I am currently pioneering a RT Department/ Consult Service at at 238 bed SNF. I have started from the ground up, and I'm proud of the accomplishments I've made during my first year on the job. It's been tough, but, I'm taking it slow, not giving up, and putting my patients care first and foremost! I feel like a Jack-of-all-trades in my position. It's a whirlwind sometimes. I've taken the time to build relationships and trust with patients and staff. I have done numerous in-services, education with staff and family members. Respiratory protocols obtained from AARC have been tweaked and initiated. So much has been done, yet there is still so much to do. I'm currently searching for a template and developing my own Respiratory Care Responsibilities and Frequency Outline. Not sure what to call it, but that seems legit. Thank you all for your wonderful input on this new and exciting endeavor. We are making a difference!

04-13-2018 21:13

I do not run a SNF based RT department. I work as an RT consultant to numerous SNFs in the Long Island, NY area. None of the facilities where I am involved handle vents, but they do accept traches & patients on NIPPV, HFNC, etc.

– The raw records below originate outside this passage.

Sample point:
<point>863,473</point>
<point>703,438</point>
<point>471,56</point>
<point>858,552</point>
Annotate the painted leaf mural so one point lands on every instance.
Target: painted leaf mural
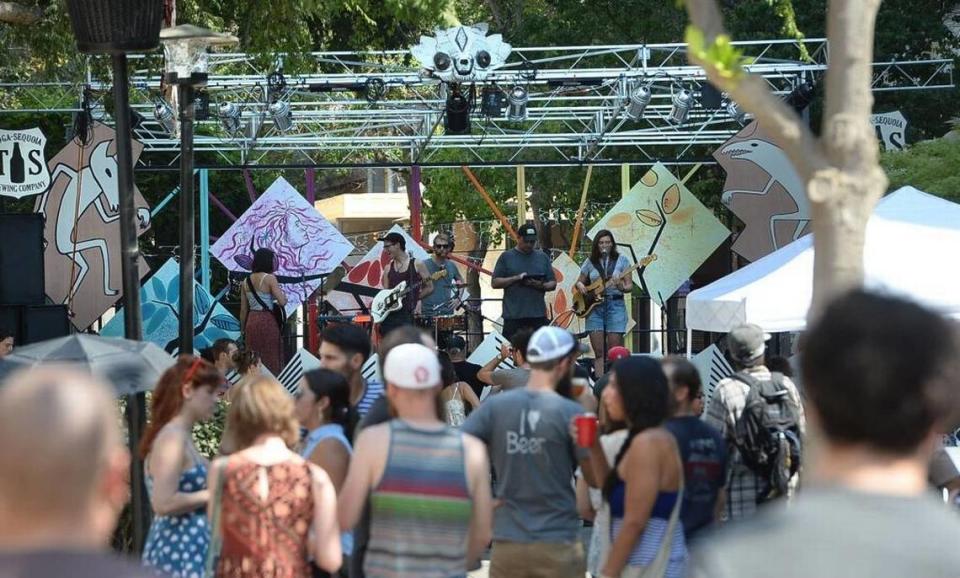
<point>659,216</point>
<point>160,301</point>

I agree with your observations that profit margins are slim, patient to nurse ratios are high and there is a “disconnect” between administration and front line staff. This is particularly true in SNFs that are owned by large corporations who are run by MBA types and bean counters. I have been offered numerous directorship positions, but I turned them down because as a consultant, I can say “NO” if I don’t like how an organization is being managed and cancel my contract with them. I have a clause in my contract that allows me to do so. In order for SNFs to be profitable, they need to have a higher ratio of short term rehab beds vs long term care. The short term stays tend to have a better profit margin than long term. Dementia units are particularly demanding on SNF staffing. What I have been doing is setting up what I call “Transitional Cardiopulmonary Care” programs in these facilities to manage chronic COPD, ILD, OHS &CHF patients. I establish patient driven protocols and incorporate the protocols into the EMR. I provide training for the nursing & rehab staff, interface with medical staff and administration. I have been able to reduce readmission rates, and improve care quality at the SNFs. I think this is a topic that should be actively discussed in the Post Acute Care Section. I believe this is an opportunity for RTs to expand their careers, particularly as Advanced Practitioners. We need to change how RT services are reimbursed across the board. We need to be able to bill for our services just as PT’s can bill for their services!